You need the right eyes to see in the rain forests of Madagascar's Andasibe-Mantadia National Park--and being a suburban boy who now lives in Brooklyn, I don't have them. So I borrowed Marie Razafindrasolo's. She was my guide on a recent trip to Andasibe, where she pointed out a Parson's chameleon lying motionless on a branch and a panda-like indri dangling shyly from the top of a tree. Later Razafindrasolo took our group on a night walk through the fringes of the forest. She showed us golden Mantella frogs and leaf-tailed geckos and then, barely visible amid the trees, a pair of lemur eyes shining in the darkness, watching us. It was ecotourism at its best, travel that celebrates nature and contributes to its protection.
Few places on earth can match Madagascar as an ecotourism destination. Some 70% of Madagascar's animals are found only in this island nation, which is roughly the size of Texas. But Madagascar hasn't always been great at showcasing its biological richness--driving anywhere in this remote country will test your shocks and your spine--and its tourism industry remains small. That's beginning to change, though, as the government is in the middle of tripling the size of its national-park system, and local-guide networks are springing up around the country. These moves are coming at the right time, with green travel worldwide growing three times as fast as the entire industry.
Andasibe-Mantadia National Park, 100 sq. mi. (about 260 sq km) of protected forest in a nation that is now more than 90% deforested, is one of Madagascar's main draws. Local guides like Razafindrasolo lead walking tours through the old-growth forest, where energetic sifaka lemurs can be seen in the mornings dancing through the trees. This is one of the main reasons to go all the way to Madagascar--to see endangered species that exist nowhere else. The other reason is that your presence--or, more specifically, your wallet's presence--can help save the last remaining habitats of these animals by fighting local poverty.
Before I traveled to Madagascar, I was doubtful about the value of ecotourism.

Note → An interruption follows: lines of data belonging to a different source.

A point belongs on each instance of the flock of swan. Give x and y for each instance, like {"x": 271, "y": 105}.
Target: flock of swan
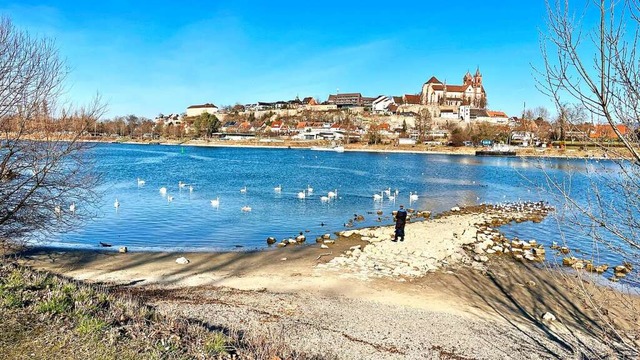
{"x": 331, "y": 195}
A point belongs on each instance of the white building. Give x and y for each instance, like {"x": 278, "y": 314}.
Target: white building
{"x": 197, "y": 110}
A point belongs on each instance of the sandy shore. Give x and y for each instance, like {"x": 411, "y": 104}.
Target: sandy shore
{"x": 436, "y": 295}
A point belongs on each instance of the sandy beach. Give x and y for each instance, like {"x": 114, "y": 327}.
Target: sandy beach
{"x": 445, "y": 292}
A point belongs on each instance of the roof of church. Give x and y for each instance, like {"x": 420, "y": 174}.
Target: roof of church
{"x": 433, "y": 80}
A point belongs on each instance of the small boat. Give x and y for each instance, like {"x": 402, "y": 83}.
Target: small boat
{"x": 328, "y": 148}
{"x": 496, "y": 150}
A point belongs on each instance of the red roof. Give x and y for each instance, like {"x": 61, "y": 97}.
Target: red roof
{"x": 412, "y": 99}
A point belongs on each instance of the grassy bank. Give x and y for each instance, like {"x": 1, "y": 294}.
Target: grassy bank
{"x": 45, "y": 316}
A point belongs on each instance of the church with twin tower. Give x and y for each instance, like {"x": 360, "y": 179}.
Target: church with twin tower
{"x": 471, "y": 92}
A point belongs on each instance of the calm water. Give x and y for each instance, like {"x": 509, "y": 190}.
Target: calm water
{"x": 145, "y": 219}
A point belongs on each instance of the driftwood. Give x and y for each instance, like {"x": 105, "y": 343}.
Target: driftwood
{"x": 325, "y": 254}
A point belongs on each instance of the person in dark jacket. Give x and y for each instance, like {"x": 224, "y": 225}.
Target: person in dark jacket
{"x": 401, "y": 221}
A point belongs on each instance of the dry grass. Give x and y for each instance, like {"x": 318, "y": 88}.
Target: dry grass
{"x": 45, "y": 316}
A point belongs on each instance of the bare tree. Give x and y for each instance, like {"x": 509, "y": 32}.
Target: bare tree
{"x": 46, "y": 182}
{"x": 594, "y": 64}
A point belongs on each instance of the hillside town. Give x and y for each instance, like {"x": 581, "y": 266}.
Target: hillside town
{"x": 439, "y": 114}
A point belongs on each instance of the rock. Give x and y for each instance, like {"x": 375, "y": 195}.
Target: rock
{"x": 548, "y": 317}
{"x": 182, "y": 260}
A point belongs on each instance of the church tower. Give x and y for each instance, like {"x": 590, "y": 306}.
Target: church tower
{"x": 477, "y": 81}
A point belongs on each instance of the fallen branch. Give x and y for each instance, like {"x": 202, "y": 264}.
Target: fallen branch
{"x": 325, "y": 254}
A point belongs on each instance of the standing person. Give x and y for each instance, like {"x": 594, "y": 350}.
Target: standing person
{"x": 401, "y": 221}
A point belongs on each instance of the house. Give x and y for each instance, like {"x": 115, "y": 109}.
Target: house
{"x": 197, "y": 110}
{"x": 471, "y": 92}
{"x": 606, "y": 132}
{"x": 381, "y": 104}
{"x": 345, "y": 100}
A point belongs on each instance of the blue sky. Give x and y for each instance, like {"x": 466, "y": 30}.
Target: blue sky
{"x": 146, "y": 57}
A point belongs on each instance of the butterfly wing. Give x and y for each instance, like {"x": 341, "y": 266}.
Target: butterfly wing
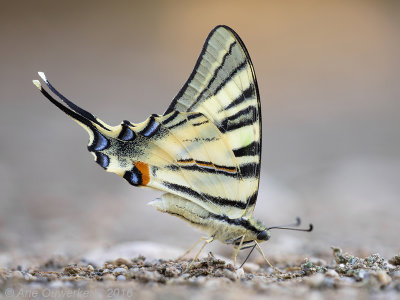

My trip from New York City alone created more than 11 tons of greenhouse gases and cost around $3,000. But the right kind of travel--in which sensitive areas are minimally affected and local people earn a fair wage--benefits the environment and the economy. That's my experience in Madagascar, where the government gives 50% of the revenue from parks--including entrance fees--to neighboring communities. Most important, the industry engenders a reverence for nature among visitors and locals alike. As Russell Mittermeier, president of the global green group Conservation International, says, "You have to see it to save it."